SEATTLE UNIVERSITY LAW REVIEWVolume 23, No. 2FALL 1999

COMMENTS

Genetic Test Results and the Duty to Disclose: Can Medical Researchers Control Liability?

Richard L. Furman, Jr. (fn*)

Increased knowledge of heredity means increased power of control over the living thing, and as we come to understand more and more the architecture of the plant or animal we realize what can and what cannot be done towards modification or improvement. . . .

It is not, however, in the economic field, important as this may be, that Mendel's discovery is likely to have most meaning for us: rather it is in the new light in which man will come to view himself and his fellow creatures. . . . The little that we know today offers the hope of a great extension in our knowledge at no very distant time. If this hope is borne out. . . and if also man decides that his life shall be ordered in the light of this knowledge, it is obvious that the social system will have to undergo considerable changes.(fn1)

I. Introduction

Increasingly, medical clinicians and researchers use human genes to identify and predict specific traits that are inherited from parents and passed on to children. As ninety-nine percent of human beings' DNA molecules are identical, each person shares with every other more biological similarities than differences. Our individuality or personal genetic past and future resides in that one percent of our DNA molecules that is unique.(fn2) Thus, a genetic test is a way to learn about oneself.
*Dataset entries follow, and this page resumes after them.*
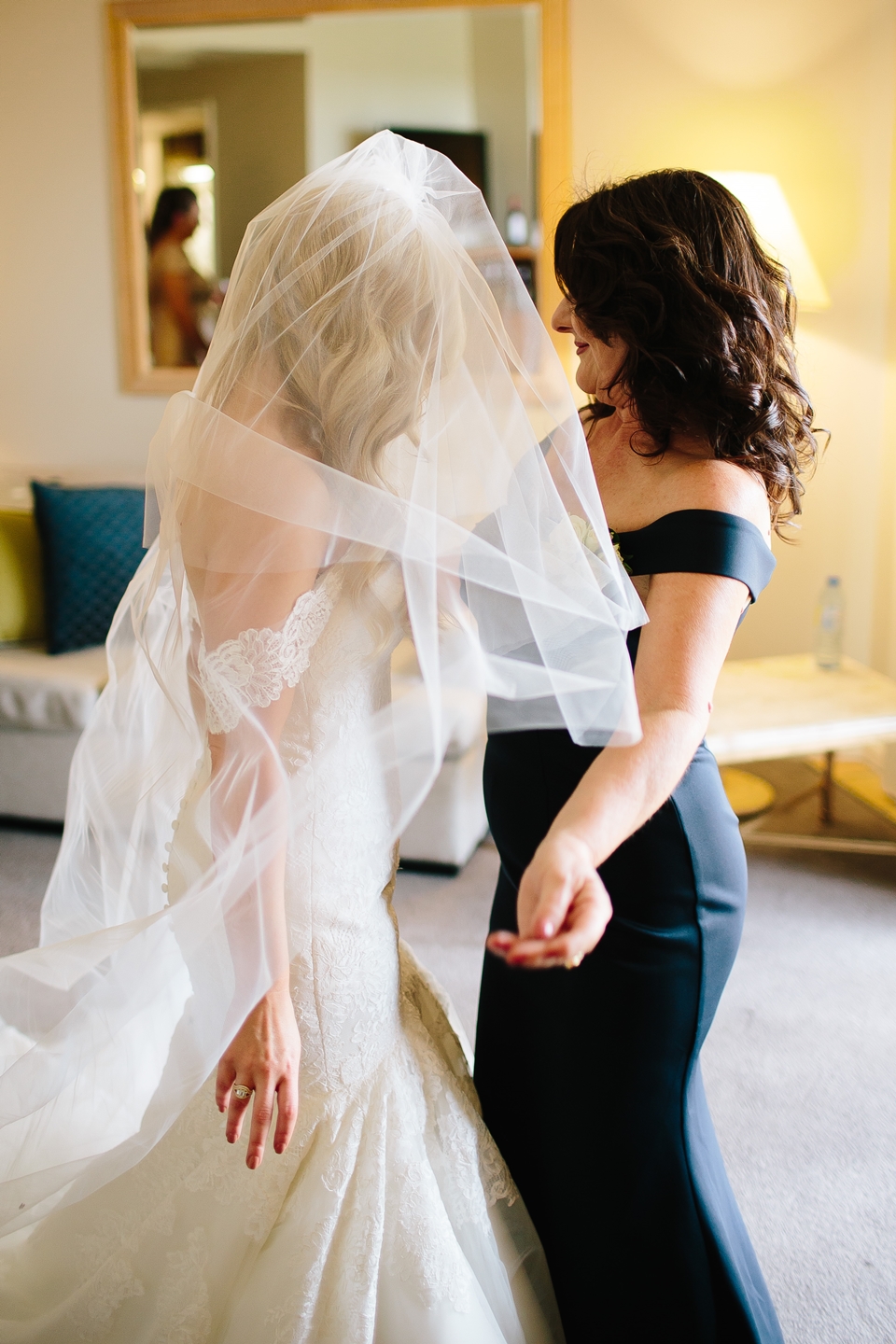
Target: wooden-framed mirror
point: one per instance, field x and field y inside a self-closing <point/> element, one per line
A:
<point x="196" y="85"/>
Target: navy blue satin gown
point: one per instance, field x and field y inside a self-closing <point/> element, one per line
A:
<point x="590" y="1078"/>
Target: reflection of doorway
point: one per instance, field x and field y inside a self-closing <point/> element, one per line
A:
<point x="254" y="122"/>
<point x="177" y="149"/>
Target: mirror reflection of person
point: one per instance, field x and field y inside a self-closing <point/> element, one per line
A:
<point x="176" y="289"/>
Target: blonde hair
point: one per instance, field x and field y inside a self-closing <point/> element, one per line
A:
<point x="352" y="309"/>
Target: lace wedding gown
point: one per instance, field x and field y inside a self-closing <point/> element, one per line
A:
<point x="391" y="1218"/>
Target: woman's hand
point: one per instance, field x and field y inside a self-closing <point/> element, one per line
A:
<point x="263" y="1056"/>
<point x="562" y="907"/>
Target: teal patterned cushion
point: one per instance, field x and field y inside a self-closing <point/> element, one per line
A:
<point x="91" y="543"/>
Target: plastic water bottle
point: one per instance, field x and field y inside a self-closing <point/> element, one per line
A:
<point x="829" y="625"/>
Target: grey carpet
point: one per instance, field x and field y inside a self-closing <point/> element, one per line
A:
<point x="801" y="1062"/>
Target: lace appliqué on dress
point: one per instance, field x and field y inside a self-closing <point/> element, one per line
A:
<point x="254" y="668"/>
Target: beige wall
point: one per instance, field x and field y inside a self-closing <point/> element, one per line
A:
<point x="60" y="399"/>
<point x="802" y="89"/>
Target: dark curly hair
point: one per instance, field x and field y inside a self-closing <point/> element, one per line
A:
<point x="172" y="202"/>
<point x="669" y="262"/>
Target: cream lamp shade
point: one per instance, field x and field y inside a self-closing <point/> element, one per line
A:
<point x="764" y="202"/>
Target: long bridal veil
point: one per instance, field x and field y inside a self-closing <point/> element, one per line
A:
<point x="382" y="427"/>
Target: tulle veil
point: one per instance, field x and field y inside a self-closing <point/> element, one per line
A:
<point x="381" y="415"/>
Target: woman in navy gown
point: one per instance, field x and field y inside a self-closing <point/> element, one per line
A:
<point x="589" y="1071"/>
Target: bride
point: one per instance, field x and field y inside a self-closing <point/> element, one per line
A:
<point x="381" y="446"/>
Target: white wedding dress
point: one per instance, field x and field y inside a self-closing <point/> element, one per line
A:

Reliable genetic tests for inherited diseases have made the early detection and treatment of inherited diseases possible.(fn3) For example, prenatal and perinatal genetic screening aids parents in making reproductive decisions.(fn4) Today, physicians routinely screen fetuses and nearly four million newborns for known genetic defects.(fn5) Prenatal genetic screening also gives parents an opportunity to choose the characteristics of their child. Collecting and storing blood from the umbilical cord allows doctors to establish the health of the newborn, to perform autologous blood transfusions in premature infants, and, most recently, to perform hematopoietic stem cell transplants in newborns with abnormal bone marrow stem cells.(fn6)

Yet, not all genetic test results bring good news. Although your physician may have the means to diagnose your genetic conditions, he or she may not be able to offer an effective treatment. As a result, many people at risk for a genetic disorder choose not to undergo genetic testing.(fn7)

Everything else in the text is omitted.